96.95% HumanEval on a $400 GPU: Frontier-Level Coding Performance on Consumer Hardware
Executive Summary
96.95% on HumanEval. On par with 2025 frontier models. Running on a $400 card at $0 per token.
Fitting a 35B MoE model with speculative decoding into 16GB VRAM shouldn’t work. Qwen3.6-35B-A3B is 21GB at Q4, KV cache for 128K context is 11GB, MTP draft head adds another 1.5GB. Total: ~33.5GB. The RTX 5060 Ti 16GB runs it at 70 tok/s peak (coding tasks) with 98.3% draft acceptance, and the agentic setup scores 96.95% on HumanEval — matching 2025 frontier model performance.
| Metric | Value |
|---|---|
| HumanEval agentic pass@1 | 96.95% |
| HumanEval vanilla pass@1 | 60.98% |
| Peak generation speed | 70 tok/s (server-side, coding prompt) |
| Effective agentic throughput | ~19 tok/s (end-to-end across 164 problems) |
| Draft acceptance rate | 98.3% (113/115) |
| Context window | 128K tokens (model designed max) |
| Model VRAM usage | 10.4 GB GPU + 10.8 GB CPU offload |
| Hardware | RTX 5060 Ti 16 GB, ~$400 |
| Token cost | $0 (local) |
Peak vs Effective Throughput
The model generates at 70 tok/s when producing tokens uninterrupted. The end-to-end agentic run across 164 HumanEval problems averaged ~19 tok/s. The gap is the harness, not the model.
Where the wall-clock time goes:
| Source | Estimate |
|---|---|
| API roundtrips (1–5 iterations × 3–5 s each) | ≈ 10–15 s |
| Context growth (each tool result adds tokens) | slower subsequent calls |
| Tool-call JSON parse + dispatch + serialize | ≈ 1–2 s |
| API queuing (single-slot, parallel=1) | ≈ 1–3 s |
| Total overhead | ≈ 26.7 s |
| Effective throughput | ~19 tok/s |
Pure generation is fast. The loop serializes it.
| Metric | tok/s | When |
|---|---|---|
| Peak generation | 70 | model output inside an agentic turn (no tool calls) |
| Vanilla server-side | 49.91 | 200-token single-turn on a CS history prompt |
| Effective wall-clock per problem | ~19 | end-to-end for the 73-min agentic run |
MTP adds ~70% throughput when draft acceptance is high (coding: 98.3%, 70 tok/s). When acceptance drops, throughput falls to ~30 tok/s — the MTP overhead isn’t free. The 70 tok/s number depends on the use case.
The 36-Point Gap
The same 35B-A3B Q4 weights went from 60.98% to 96.95% on HumanEval by adding a code_execution tool and a 5-iteration think-execute-observe loop. Same model, same GPU, same quantization. The delta is execution feedback.
| Mode | pass@1 | Stderr | Time | Source |
|---|---|---|---|---|
| Vanilla (lm-eval, greedy) | 60.98% | ±3.82% | 4.4 min | lm_eval_results/.../2026-06-05T15-26-44.json |
| Agentic (hermes-agent + code_execution) | 96.95% | ±1.34% | 73 min | human_eval_agentic/samples.jsonl |
| Delta from REPL iteration | +35.97 pp | — | — | same weights, same GPU |
Vanilla setup: lm-eval 0.4.12, local-completions model type, do_sample=false, max_gen_toks=1024, endpoint http://172.24.64.1:8081/v1/completions.
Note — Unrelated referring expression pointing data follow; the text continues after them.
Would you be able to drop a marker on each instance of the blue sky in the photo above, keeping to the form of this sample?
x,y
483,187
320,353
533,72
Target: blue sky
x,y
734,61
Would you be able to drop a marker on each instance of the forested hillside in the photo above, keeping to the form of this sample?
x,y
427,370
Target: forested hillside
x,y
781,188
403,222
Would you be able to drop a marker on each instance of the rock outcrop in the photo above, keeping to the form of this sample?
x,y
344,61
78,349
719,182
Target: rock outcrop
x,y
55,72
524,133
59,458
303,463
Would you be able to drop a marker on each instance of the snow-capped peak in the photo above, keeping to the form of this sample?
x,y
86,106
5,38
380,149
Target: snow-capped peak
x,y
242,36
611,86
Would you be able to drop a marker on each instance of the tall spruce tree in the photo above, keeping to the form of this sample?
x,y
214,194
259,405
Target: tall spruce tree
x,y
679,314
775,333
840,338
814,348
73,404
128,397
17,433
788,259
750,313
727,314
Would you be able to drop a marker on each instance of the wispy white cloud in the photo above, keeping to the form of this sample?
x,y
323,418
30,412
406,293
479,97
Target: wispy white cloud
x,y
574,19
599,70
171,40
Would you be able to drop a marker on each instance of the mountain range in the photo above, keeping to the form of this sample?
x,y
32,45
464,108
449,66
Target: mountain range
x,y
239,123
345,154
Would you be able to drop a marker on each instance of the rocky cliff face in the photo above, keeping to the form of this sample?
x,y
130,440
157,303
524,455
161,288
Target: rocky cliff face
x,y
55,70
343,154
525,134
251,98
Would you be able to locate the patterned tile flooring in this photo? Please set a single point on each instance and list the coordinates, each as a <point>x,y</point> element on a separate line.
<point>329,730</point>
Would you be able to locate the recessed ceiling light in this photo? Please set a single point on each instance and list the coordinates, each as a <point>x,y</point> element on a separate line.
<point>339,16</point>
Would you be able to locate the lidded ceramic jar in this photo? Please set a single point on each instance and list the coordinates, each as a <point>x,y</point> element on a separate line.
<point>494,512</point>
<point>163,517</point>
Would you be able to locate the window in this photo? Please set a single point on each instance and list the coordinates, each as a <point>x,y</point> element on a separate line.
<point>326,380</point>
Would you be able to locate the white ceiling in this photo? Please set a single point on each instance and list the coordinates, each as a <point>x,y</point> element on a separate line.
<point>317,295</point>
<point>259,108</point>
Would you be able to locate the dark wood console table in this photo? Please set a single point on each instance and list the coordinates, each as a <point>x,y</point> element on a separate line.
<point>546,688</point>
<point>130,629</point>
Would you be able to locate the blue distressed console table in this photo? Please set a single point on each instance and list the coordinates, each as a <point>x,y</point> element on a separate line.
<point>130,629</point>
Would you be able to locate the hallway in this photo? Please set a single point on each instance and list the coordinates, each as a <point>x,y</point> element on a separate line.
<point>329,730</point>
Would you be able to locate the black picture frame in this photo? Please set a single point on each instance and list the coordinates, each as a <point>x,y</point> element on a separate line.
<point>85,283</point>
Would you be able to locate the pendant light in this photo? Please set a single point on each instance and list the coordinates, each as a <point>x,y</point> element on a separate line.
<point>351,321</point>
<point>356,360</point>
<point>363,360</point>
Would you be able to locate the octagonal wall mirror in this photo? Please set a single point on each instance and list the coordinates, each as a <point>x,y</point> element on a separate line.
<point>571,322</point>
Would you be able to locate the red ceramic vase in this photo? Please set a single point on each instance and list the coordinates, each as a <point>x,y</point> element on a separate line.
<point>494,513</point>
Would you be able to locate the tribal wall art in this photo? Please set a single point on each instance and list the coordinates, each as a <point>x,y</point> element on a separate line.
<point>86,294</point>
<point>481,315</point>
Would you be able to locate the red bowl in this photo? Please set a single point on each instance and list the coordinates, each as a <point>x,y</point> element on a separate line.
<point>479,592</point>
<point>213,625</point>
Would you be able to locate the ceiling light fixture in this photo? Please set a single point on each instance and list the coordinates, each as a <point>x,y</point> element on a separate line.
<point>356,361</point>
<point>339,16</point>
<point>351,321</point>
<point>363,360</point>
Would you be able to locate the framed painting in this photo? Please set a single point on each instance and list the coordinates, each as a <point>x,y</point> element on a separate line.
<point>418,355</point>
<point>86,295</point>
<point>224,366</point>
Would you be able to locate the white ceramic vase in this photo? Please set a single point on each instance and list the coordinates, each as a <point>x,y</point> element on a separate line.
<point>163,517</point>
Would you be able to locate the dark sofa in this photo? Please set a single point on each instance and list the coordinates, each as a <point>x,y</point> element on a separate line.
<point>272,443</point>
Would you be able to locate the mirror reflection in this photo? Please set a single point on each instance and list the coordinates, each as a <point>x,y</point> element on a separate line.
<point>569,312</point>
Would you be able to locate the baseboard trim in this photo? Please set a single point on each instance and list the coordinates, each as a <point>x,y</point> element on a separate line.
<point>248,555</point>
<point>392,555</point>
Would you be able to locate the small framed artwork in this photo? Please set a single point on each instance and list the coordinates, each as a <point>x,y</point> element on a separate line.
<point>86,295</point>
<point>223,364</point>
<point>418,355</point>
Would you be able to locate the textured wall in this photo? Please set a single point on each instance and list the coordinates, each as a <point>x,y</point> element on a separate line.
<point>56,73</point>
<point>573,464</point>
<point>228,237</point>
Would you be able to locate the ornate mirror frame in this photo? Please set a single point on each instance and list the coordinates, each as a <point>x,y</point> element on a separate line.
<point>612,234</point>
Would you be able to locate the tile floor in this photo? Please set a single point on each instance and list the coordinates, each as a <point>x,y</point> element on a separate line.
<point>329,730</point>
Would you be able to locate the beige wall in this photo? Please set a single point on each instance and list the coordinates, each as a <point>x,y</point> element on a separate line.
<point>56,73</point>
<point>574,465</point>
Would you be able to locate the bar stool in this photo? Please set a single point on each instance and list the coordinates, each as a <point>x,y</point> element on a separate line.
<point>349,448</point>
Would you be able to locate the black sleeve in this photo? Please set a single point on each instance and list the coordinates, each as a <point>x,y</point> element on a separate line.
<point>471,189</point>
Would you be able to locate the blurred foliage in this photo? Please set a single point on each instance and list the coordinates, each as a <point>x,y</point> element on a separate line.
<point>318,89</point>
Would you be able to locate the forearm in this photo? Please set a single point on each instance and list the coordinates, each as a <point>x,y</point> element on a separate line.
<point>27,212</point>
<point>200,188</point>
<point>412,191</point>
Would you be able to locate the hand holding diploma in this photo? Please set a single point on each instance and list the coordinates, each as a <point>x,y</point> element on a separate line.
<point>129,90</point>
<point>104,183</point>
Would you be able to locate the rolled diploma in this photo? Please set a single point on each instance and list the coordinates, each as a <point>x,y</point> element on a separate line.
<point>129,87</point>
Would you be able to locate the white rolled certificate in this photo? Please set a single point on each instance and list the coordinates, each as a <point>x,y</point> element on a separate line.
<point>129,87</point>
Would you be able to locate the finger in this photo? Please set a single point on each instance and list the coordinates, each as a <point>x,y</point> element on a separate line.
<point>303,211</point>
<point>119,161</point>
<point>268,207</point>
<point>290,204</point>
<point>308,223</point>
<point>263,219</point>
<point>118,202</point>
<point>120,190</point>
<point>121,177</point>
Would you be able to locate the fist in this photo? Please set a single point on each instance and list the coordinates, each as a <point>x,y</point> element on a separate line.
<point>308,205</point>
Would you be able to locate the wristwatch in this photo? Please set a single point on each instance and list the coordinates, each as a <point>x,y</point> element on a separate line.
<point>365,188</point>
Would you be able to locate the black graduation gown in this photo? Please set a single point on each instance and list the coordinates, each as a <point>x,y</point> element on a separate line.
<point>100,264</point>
No tools, no iteration — single greedy completion per problem.
Agentic setup: hermes-agent AIAgent class with enabled_toolsets=["code_execution"] and max_iterations=5. System prompt forces a think-execute-observe loop. For each problem, the agent writes Python in a fenced block, calls the code_execution tool, sees stdout/stderr, iterates, and emits a final solution. Scored with human_eval.check_correctness(problem, code, timeout=5.0).
Failed Problems (Agentic)
5/164 problems failed:
| Task ID | Code length (chars) | Notes |
|---|---|---|
| HumanEval/26 | 338 | returned code, test failed |
| HumanEval/129 | 0 | agent returned empty response |
| HumanEval/133 | 510 | returned code, test failed |
| HumanEval/140 | 573 | returned code, test failed |
| HumanEval/162 | 323 | returned code, test failed |
The /129 failure is the only one where the agent produced no output (likely an API or harness hiccup). The other 4 returned plausible-looking code that didn’t pass the hidden test suite.
The 16GB Wall
Hardware Mismatch
RTX 5060 Ti 16GB GDDR7. Qwen3.6-35B-A3B: 40 transformer layers, 128 experts per layer (8 active per token + 1 shared expert). 35B total parameters, 3B active per token.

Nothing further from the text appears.